As for the communications on the investigation of Brown’s harassment complaints, Hoppe said that “the analysis is different.”
“In her complaint, Brown asserts a claim against the Town for retaliatory hostile work environment, based largely on the conduct of another employee,” Hoppe wrote. “The Town’s awareness of Brown’s complaints about [the employee’s] alleged harassment and [outside counsel’s] investigation and the conclusions drawn therefrom, are part and parcel to the reasonableness of the Town’s response to Brown’s hostile work environment claim.”
Hoppe said that the hiring of outside counsel by Front Royal was done to investigate the claims made by Brown and to ensure the investigation was done legally.
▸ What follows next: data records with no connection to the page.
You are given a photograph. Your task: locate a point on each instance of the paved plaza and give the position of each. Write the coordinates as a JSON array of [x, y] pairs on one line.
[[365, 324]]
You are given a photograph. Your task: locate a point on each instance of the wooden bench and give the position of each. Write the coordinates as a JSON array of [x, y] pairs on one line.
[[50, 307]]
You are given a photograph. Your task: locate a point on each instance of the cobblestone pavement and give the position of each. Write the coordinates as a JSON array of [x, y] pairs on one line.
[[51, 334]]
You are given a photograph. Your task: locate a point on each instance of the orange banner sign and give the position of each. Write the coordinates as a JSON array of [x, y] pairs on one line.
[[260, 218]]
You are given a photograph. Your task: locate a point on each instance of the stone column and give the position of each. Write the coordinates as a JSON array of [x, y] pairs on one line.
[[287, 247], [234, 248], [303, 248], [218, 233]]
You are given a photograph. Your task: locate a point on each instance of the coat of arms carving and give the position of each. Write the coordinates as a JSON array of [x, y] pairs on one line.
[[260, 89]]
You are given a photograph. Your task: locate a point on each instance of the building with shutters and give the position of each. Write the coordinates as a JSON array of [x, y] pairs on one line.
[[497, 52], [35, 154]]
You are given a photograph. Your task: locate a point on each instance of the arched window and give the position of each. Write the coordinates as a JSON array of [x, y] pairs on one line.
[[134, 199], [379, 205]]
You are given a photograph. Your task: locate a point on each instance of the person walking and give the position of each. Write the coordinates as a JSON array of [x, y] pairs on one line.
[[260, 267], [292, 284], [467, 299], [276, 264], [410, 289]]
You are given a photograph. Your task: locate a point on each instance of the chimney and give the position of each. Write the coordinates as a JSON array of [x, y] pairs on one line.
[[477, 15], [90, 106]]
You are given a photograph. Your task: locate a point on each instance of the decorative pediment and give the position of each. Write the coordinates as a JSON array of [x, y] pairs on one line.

The judge said the town relied on both outside counsel and the human resources department “to determine whether the investigation showed ‘that there was sexual harassment or retaliation or a hostile work environment.’”
“The Town relied on its counsel to investigate Brown’s claims of harassment, develop conclusions about the investigation, and determine the necessity of remedial actions,” Hoppe wrote. “Communications on those points with the Town bear directly on the Town’s knowledge of Brown’s allegations of harassment and the reasonableness of its response.”
Since the town relied on counsel to assist with the investigation and advise on remedial measures, the town put the communications “at issue” in this case.
As such, Hoppe found that Front Royal “has waived the attorney-client privilege as to communications with [outside counsel] regarding the investigation of Brown’s complaints of harassment, [outside counsel’s] conclusions about the investigation, and her advice about any remedial measures to address the alleged harassment.”
Case status
Per court records, following an April 6 status conference, U.S. District Judge Thomas T. Cullen continued the trial in this matter, which was scheduled for May 31.The continuance came because both parties filed motions for summary judgment in March.
The town submitted an eight-page objection to Hoppe’s order on April 14, stating that it “objects to that portion of the Opinion which finds a waiver of attorney-client privilege related to the Berry investigation, submits that the magistrate judge’s opinion in that respect is clearly erroneous and contrary to the law protecting attorney-client privilege, and submits that this court must so find and set aside that portion of the Opinion.”
While the court scheduled a hearing for both motions for summary judgment on April 25, the hearing was canceled on April 19, per court records.